Le singole condotte non sono, dunque, idonee di per sé a configurare il reato ex art. 612 bis c.p., poiché esse nella configurazione della disposizione perdono la loro individualità e si inseriscono unitariamente in un’unica condotta causalmente orientata alla produzione dell’evento.
Di talché, la contestazione accusatoria non richiede l’indicazione puntuale della data e del luogo di ogni singolo episodio criminoso, ma sono sufficienti la descrizione in sequenza delle condotte assunte, la collocazione temporale di massima e le conseguenze scaturite per la persona offesa.

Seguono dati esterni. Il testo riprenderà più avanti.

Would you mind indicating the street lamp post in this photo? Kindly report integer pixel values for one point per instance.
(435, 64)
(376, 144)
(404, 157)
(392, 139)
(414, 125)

Nel caso in esame, la persona offesa ha riferito durante il dibattimento di ulteriori episodi, verificatisi successivamente alla presentazione della data di denunzia-querela: trattandosi nello specifico di una contestazione aperta, non si è resa necessaria una contestazione suppletiva.
Alla luce delle precedenti osservazioni, la Cassazione ha chiarito espressamente che «ai fini della prescrizione del delitto di atti persecutori, il termine decorre dal compimento dell’ultimo atto antigiuridico, coincidendo il momento della consumazione delittuosa solo con la cessazione dell’abitualità».